Роман - Сорокин Владимир Георгиевич
– Петруша! – всплеснула руками Надежда Георгиевна, но Антон Петрович грозно поднял вверх указательный перст:
– Нет! Не верю! Чтоб наш Илья Муромец да не смог?! Не верю!
Под смех и подбадривающие возгласы Красновский приподнялся, пошатываясь, отступил назад, с трудом разбежался и, перепрыгнув костер, упал снова.
– Господи! – воскликнула Надежда Георгиевна и побежала к нему.
– Вот теперь – верю! – махнул рукой Антон Петрович и повернулся к бабам: – Ну-ка, матушки, уберите Безухова с поля боя!
Бабы подбежали к Красновскому и вместе с Надеждой Георгиевной подняли, повели под руки.
– Как между Сциллой и Харибдой… – бормотал он, показывая пальцем на костры.
Вслед за ним через огонь ловко, с посвистом, перепрыгнул Аким, затем – его сын Стенька, потом, непрерывно визжа, прыгнули две молодые девки, какая-то толстая баба, Фаддей Гирин, Иван Иванович, и… настала очередь отца Агафона. В сильном волнении он выступил вперёд, крестясь и подхватывая полы рясы; стоящие позади дьякон и попадья что-то наперебой говорили ему, поддерживая под локти, по-видимому упрашивая его не прыгать, но Фёдор Христофорович упрямо мотал своими белыми прядями.
Видя его решимость, крестьяне грянули:
Батюшка нетерпеливо увернулся от своих опекунов, просеменил несколько шагов и, снова перекрестившись, присел, подхватив рясу и примериваясь.
– Просим, просим, святой отец! – закричал повиснувший на бабах и супруге Красновский. – Mens sana in corpore sano!
– Ведь это так замечательно, так хорошо! – говорила Татьяна.
– Вперёд! Вперёд! – кричал Антон Петрович.

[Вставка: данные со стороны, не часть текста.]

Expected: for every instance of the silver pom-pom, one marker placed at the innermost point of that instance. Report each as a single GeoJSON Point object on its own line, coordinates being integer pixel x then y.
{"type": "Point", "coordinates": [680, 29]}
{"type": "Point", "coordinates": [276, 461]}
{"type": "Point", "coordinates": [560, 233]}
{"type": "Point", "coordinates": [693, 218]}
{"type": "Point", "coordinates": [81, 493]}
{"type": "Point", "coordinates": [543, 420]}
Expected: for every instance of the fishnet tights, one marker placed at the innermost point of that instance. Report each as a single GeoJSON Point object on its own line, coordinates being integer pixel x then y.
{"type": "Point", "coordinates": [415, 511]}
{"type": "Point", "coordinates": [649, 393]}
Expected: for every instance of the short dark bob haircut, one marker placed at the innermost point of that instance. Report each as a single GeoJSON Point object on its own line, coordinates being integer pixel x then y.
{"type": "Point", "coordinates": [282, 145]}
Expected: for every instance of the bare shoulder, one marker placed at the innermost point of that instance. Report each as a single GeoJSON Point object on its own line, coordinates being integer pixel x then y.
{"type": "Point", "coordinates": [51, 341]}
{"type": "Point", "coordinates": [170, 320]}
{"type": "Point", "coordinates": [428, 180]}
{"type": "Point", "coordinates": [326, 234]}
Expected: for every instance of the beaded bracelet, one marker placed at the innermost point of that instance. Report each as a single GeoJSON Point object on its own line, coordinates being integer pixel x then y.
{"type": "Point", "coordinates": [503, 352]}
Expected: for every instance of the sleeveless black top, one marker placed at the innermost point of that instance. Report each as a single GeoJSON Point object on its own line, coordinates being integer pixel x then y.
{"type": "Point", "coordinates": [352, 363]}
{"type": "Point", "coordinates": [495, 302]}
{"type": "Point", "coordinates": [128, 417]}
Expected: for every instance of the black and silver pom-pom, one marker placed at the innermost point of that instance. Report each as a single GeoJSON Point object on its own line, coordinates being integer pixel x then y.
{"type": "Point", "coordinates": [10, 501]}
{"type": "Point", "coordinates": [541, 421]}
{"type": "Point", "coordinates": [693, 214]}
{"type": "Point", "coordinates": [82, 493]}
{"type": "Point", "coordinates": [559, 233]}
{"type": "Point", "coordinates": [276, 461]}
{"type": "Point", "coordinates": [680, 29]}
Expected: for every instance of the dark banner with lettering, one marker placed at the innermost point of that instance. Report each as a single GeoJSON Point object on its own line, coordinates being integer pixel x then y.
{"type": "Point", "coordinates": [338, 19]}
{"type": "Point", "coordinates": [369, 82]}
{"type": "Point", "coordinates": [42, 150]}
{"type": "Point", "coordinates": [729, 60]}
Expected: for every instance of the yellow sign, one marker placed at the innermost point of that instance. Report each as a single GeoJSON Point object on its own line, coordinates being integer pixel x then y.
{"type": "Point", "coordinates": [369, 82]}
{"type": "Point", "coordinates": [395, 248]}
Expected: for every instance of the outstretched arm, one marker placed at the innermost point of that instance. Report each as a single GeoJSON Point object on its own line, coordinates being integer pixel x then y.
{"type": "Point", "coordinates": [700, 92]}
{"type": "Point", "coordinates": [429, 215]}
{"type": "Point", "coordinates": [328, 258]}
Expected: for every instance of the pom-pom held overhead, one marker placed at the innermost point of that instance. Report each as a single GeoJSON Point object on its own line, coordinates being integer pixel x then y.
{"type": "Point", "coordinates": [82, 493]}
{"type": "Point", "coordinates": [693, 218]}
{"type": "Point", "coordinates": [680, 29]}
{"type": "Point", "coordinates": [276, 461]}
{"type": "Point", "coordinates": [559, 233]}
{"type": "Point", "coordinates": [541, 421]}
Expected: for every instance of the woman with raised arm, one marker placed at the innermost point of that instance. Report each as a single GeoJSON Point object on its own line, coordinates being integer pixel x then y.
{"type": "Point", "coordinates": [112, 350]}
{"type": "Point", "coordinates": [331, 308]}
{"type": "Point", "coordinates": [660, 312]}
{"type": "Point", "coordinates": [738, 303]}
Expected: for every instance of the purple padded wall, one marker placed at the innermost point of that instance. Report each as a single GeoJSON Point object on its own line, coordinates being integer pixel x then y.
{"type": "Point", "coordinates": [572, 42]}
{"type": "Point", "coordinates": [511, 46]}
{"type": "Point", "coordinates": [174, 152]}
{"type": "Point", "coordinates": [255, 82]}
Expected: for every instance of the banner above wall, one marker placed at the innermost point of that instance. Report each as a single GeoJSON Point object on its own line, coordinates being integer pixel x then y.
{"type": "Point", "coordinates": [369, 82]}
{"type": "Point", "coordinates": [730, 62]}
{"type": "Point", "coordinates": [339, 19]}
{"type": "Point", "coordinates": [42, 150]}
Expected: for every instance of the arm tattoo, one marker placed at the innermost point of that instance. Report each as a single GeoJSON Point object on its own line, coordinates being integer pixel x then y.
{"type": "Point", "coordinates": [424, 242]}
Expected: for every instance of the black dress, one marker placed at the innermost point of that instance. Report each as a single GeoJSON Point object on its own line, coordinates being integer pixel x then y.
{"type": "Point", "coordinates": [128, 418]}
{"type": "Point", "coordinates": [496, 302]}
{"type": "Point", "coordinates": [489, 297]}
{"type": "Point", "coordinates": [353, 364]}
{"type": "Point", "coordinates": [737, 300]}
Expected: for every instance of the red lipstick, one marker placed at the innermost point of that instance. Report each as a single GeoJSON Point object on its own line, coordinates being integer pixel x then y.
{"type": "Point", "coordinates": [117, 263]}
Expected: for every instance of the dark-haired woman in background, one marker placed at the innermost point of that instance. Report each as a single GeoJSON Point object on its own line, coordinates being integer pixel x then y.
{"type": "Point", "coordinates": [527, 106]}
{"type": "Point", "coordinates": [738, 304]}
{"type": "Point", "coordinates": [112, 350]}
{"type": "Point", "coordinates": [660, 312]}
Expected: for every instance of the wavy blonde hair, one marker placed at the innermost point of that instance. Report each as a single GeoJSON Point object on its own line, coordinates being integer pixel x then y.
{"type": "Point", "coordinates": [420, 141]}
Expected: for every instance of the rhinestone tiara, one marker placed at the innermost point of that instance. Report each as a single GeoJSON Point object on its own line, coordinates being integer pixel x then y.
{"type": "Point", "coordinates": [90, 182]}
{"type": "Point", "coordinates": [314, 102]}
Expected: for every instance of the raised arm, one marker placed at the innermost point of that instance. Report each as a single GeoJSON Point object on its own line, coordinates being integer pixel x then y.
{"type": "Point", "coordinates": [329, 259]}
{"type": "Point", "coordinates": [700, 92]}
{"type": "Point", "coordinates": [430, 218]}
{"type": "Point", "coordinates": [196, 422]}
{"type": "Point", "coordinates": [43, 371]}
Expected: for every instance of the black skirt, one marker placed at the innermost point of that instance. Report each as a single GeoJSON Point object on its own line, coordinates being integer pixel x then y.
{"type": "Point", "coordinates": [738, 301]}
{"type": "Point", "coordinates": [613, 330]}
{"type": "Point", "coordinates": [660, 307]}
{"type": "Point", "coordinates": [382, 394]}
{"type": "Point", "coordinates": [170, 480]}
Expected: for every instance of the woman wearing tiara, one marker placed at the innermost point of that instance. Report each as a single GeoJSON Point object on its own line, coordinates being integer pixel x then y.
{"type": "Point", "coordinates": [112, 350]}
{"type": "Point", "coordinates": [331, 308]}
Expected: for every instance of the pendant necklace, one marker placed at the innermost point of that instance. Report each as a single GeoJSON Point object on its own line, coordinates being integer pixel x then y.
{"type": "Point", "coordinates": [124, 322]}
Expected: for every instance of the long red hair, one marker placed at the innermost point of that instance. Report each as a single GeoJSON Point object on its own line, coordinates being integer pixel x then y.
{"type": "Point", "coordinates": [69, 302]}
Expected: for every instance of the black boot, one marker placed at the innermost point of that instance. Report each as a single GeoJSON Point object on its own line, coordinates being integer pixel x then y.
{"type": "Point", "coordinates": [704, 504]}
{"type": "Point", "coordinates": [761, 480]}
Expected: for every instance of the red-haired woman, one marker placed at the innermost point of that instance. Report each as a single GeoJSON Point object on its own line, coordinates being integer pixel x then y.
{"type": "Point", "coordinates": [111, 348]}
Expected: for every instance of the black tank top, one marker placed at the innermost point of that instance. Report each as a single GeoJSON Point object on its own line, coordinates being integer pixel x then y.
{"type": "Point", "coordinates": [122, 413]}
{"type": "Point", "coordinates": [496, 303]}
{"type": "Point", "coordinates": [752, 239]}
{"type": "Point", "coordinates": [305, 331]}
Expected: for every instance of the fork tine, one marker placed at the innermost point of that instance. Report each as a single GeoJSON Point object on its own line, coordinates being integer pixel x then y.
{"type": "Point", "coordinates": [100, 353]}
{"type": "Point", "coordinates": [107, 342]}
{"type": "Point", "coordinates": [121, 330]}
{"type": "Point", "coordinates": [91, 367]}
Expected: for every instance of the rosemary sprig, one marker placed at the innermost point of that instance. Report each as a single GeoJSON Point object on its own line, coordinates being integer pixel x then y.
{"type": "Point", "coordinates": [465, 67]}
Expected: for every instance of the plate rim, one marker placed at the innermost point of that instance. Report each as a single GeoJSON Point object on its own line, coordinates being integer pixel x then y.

Но отцу Агафону не суждено было порадовать своих прихожан: в момент, когда он уже собрался было бежать и прыгать, над соседствующими с липами кустами с треском и шипением взвилась петарда, обильно сыпя искрами, поднялась над лугом и взорвалась, рассыпавшись на множество зелёных огней.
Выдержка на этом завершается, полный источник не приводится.